In the aftermath of the team's September collapse and concern over the conditioning of some members of the team, the Boston Red Sox have fired strength and condition coach Dave Page and assistant athletic trainer Greg Barajas, a team source said Thursday.
Page had been the team's strength and conditioning coach since 2005. Barajas has been a trainer with the Sox since 2009 after spending 12 seasons as a minor league trainer.
A team source indicated to ESPNBoston.com last month there were certain players who gained weight and were out of shape as the season progressed and that it had an effect on the field and in the clubhouse. After the season ended, then-general manager Theo Epstein acknowledged a concern about some players not being in peak form.

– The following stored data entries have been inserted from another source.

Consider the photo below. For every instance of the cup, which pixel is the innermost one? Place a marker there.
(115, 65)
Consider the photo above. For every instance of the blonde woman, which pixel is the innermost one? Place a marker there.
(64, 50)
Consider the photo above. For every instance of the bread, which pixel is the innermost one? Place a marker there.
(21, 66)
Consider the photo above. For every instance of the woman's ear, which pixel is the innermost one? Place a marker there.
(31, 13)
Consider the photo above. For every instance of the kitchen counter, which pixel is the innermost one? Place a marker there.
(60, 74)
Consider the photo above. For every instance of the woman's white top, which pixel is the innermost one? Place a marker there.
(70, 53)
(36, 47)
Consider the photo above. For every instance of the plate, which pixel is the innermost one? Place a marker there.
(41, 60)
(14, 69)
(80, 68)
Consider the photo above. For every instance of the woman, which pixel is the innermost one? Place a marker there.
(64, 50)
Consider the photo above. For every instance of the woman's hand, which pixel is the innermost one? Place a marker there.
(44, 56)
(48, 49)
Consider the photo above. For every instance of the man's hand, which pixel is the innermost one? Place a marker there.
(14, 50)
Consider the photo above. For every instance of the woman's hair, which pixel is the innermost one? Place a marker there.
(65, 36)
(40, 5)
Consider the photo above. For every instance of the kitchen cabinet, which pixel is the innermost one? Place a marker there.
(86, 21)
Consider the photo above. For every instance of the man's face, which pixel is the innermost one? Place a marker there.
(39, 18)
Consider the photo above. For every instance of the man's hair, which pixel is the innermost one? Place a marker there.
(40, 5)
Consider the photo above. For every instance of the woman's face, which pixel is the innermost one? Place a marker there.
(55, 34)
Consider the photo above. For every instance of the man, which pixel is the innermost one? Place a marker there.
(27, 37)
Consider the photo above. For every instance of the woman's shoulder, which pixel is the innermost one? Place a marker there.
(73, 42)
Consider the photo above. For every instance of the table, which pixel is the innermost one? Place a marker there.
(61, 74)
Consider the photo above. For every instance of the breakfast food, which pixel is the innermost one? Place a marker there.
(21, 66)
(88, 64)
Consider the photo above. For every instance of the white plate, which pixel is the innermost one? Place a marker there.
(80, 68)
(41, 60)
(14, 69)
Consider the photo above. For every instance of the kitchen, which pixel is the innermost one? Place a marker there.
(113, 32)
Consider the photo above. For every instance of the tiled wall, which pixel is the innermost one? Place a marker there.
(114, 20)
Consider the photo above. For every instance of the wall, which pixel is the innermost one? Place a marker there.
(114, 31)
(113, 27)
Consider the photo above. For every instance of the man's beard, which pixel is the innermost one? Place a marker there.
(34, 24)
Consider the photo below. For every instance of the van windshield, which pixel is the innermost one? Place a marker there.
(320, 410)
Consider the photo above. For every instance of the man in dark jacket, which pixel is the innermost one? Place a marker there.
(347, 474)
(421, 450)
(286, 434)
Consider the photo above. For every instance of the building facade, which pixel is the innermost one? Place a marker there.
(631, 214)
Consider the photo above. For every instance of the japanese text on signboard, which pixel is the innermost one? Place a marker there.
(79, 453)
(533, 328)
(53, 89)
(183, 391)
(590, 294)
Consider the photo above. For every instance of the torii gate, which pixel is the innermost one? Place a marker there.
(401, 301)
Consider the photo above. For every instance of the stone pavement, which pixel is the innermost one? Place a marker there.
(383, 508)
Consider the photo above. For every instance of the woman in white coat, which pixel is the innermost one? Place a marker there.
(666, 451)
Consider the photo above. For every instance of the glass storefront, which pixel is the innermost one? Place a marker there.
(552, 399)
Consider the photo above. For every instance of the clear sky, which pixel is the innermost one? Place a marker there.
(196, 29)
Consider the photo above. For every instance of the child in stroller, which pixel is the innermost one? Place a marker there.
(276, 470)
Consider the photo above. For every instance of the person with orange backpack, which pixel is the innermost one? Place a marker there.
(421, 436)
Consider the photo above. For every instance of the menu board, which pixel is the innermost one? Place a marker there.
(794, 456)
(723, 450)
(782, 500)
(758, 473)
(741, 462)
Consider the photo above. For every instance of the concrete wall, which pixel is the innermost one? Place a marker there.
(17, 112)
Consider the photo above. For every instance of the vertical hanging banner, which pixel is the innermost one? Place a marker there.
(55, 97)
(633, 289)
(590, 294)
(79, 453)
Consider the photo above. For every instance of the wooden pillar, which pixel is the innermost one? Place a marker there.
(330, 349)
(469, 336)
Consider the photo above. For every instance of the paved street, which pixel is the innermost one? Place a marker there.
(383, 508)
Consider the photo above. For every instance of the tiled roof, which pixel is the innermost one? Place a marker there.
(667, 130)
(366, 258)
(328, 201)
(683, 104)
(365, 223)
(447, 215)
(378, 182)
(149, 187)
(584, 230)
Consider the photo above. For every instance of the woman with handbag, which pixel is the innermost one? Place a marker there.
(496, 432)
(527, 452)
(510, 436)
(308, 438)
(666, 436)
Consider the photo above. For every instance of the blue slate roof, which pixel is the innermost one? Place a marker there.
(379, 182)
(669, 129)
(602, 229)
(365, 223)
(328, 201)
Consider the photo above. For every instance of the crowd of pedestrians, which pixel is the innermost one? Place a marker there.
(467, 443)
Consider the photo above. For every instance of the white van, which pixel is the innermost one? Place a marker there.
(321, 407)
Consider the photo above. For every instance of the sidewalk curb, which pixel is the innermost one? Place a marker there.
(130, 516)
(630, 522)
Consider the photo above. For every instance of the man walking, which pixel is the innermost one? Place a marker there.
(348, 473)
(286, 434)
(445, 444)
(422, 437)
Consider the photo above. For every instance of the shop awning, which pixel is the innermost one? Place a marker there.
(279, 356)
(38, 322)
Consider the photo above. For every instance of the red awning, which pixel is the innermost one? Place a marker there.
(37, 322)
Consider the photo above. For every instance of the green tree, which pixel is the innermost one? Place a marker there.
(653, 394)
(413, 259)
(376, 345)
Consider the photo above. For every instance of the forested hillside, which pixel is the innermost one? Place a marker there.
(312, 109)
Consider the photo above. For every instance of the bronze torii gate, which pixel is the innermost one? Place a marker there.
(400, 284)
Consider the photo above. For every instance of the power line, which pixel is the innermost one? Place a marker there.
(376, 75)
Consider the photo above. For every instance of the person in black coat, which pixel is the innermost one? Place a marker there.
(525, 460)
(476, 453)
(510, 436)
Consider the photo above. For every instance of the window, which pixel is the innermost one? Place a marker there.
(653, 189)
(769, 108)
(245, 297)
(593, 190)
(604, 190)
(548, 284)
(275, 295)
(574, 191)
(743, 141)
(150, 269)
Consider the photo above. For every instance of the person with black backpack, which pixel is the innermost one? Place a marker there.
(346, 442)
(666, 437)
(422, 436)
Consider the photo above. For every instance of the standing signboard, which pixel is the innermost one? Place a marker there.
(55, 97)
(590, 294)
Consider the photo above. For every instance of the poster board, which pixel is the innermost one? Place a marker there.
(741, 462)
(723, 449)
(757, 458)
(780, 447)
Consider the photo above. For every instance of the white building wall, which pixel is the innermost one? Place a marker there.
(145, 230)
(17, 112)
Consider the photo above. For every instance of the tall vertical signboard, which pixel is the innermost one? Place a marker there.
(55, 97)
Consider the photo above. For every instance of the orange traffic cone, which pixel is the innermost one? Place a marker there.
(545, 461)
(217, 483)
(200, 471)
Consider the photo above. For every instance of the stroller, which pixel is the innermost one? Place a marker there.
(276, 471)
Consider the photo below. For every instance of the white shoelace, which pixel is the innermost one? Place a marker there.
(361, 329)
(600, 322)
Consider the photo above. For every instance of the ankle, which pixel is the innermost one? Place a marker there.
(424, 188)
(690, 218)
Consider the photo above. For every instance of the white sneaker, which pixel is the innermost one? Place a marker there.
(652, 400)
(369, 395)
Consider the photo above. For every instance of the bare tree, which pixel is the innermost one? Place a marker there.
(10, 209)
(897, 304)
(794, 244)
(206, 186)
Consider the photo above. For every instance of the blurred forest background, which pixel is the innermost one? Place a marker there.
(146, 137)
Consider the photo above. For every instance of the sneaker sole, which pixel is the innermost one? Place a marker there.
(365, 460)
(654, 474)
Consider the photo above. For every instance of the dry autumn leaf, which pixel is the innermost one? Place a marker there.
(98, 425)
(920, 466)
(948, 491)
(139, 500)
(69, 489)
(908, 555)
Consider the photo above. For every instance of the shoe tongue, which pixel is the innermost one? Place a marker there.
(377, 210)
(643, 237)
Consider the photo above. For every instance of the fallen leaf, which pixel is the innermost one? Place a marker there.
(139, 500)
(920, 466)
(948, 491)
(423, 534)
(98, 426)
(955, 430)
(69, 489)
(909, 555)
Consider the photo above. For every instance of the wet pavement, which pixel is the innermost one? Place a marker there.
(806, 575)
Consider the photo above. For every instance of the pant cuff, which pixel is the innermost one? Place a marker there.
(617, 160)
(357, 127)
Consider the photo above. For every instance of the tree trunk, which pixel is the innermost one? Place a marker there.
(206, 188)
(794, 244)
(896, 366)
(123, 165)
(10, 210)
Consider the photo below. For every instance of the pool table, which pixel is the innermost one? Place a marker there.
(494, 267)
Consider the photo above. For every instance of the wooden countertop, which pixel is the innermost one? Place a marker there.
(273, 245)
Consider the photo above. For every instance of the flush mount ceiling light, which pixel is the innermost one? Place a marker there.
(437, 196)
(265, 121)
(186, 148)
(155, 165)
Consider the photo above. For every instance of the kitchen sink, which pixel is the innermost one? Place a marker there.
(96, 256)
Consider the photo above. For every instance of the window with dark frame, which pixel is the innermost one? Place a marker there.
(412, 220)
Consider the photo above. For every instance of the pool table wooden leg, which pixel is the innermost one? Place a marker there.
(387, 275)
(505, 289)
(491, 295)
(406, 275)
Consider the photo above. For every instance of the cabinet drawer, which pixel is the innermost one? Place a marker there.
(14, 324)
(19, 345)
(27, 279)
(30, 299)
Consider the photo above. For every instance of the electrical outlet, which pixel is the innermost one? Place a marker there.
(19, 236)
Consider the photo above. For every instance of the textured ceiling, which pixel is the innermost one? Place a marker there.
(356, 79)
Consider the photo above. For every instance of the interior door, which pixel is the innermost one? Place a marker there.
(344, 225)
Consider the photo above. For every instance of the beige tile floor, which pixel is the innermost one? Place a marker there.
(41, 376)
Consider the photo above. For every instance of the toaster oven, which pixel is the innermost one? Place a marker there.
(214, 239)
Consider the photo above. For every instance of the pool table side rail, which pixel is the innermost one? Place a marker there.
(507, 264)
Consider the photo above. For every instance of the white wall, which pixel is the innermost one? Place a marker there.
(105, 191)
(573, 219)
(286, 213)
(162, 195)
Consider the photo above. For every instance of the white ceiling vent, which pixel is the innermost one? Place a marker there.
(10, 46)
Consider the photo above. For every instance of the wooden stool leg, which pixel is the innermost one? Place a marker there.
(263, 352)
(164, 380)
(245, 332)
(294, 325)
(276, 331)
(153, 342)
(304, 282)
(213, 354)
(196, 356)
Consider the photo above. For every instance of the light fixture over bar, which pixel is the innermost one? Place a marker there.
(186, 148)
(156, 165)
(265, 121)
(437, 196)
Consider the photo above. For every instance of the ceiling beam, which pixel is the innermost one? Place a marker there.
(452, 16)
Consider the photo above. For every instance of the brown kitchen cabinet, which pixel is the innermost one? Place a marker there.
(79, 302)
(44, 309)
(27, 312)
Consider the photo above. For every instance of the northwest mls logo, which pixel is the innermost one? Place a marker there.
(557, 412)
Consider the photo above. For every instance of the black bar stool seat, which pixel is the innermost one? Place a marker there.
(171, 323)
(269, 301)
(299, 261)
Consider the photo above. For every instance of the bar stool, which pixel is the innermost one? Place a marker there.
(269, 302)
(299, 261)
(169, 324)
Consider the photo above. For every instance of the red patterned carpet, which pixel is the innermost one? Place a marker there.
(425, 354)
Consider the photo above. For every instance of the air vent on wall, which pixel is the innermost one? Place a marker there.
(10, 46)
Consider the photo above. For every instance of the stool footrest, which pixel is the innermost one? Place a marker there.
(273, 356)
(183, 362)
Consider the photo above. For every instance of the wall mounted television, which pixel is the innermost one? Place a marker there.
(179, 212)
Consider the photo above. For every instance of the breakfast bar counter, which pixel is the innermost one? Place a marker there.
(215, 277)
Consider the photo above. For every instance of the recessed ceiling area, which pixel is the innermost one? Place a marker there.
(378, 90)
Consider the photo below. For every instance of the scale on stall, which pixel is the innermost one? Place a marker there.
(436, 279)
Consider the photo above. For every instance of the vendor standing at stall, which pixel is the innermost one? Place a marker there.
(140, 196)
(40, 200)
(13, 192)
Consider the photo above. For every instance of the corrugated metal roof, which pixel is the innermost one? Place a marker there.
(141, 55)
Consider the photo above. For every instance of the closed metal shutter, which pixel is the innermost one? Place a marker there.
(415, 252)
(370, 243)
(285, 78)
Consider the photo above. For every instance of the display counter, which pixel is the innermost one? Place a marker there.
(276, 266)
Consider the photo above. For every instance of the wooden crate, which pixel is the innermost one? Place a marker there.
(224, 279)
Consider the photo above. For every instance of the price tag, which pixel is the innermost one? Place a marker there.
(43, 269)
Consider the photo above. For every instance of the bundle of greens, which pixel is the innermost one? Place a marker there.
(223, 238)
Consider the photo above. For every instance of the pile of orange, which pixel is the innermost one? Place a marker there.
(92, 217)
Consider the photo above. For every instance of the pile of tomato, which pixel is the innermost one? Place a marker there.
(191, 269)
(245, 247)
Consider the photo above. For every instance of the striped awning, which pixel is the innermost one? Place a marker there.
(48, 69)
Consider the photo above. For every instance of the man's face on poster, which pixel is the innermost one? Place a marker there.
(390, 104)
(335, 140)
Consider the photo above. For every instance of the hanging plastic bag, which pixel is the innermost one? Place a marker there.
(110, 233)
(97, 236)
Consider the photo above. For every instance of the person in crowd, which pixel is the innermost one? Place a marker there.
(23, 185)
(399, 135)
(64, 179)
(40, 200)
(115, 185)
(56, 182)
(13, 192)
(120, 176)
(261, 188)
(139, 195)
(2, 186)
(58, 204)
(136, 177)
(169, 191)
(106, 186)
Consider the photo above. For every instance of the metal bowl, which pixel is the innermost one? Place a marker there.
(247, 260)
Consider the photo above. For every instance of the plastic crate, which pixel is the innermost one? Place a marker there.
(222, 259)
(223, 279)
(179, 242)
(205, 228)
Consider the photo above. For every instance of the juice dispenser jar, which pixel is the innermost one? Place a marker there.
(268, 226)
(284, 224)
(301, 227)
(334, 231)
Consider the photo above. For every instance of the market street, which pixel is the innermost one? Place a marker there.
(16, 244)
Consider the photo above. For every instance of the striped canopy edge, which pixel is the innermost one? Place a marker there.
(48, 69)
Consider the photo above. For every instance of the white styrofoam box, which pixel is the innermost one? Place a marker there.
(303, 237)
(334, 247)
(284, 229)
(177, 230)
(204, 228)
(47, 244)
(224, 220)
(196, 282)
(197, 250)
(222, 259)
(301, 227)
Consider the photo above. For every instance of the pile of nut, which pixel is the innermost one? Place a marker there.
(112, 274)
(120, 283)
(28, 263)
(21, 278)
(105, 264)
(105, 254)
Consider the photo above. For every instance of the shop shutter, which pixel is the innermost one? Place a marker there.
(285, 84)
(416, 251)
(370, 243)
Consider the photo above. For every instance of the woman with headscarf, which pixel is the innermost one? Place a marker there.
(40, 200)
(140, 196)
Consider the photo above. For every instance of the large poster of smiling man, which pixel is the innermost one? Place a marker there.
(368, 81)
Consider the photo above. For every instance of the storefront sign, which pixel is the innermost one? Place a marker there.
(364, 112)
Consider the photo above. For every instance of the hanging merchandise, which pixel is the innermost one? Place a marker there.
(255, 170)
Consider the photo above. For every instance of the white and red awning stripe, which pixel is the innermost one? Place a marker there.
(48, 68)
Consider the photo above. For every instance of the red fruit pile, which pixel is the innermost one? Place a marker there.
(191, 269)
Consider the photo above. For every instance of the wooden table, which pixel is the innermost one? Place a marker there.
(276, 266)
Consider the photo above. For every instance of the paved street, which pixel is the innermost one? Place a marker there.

"I can't sit here and say those standards have been met across the board," Epstein said. "I'm not going to lump everyone in together, but I'll say there are certain instances where we can and have to do better it will be addressed."
In the opinion of at least one Red Sox player and one former player, Page was good at his job, highly respected in the clubhouse and shouldn't be scapegoated for the team's conditioning woes.
"[Page] is dedicated to his job and he's down to whatever it takes to get you going," David Ortiz said in early October. "That's the kind of person you need to have around. He's always there ready for us. He's always there telling you what to do and making sure you get your work in. After that he's not a babysitter.
"It's your job to know what's good for you to be able to compete," added Ortiz. "You get paid, not only to throw the damn ball, to catch it or to hit it, you get paid to make sure your body is in good condition to play the game. If you don't know that, you're wrong, bro. That's your weapon, your secret weapon. You can't wait for them to come and tell you that you have to be in shape to play baseball."
ESPN baseball analyst and former Red Sox pitcher Curt Schilling concurred.
"That team has the most committed, passionate, educated, smart strength and conditioning coach I've ever met," Schilling said last month. "I thought the team came out of spring training -- I don't want to say in bad shape, but they weren't ready to play. The strength and conditioning coach, Dave Page, is a guy who will spend 25 hours in his day doing whatever he can do to make players better. You can't make guys do stuff they don't want to do.
"These guys are 100 percent responsible for their own actions and performance, and they refuse to man up to that."
WEEI.com first reported the news of Page's firing.
Joe McDonald covers the Red Sox and Bruins for ESPNBoston.com.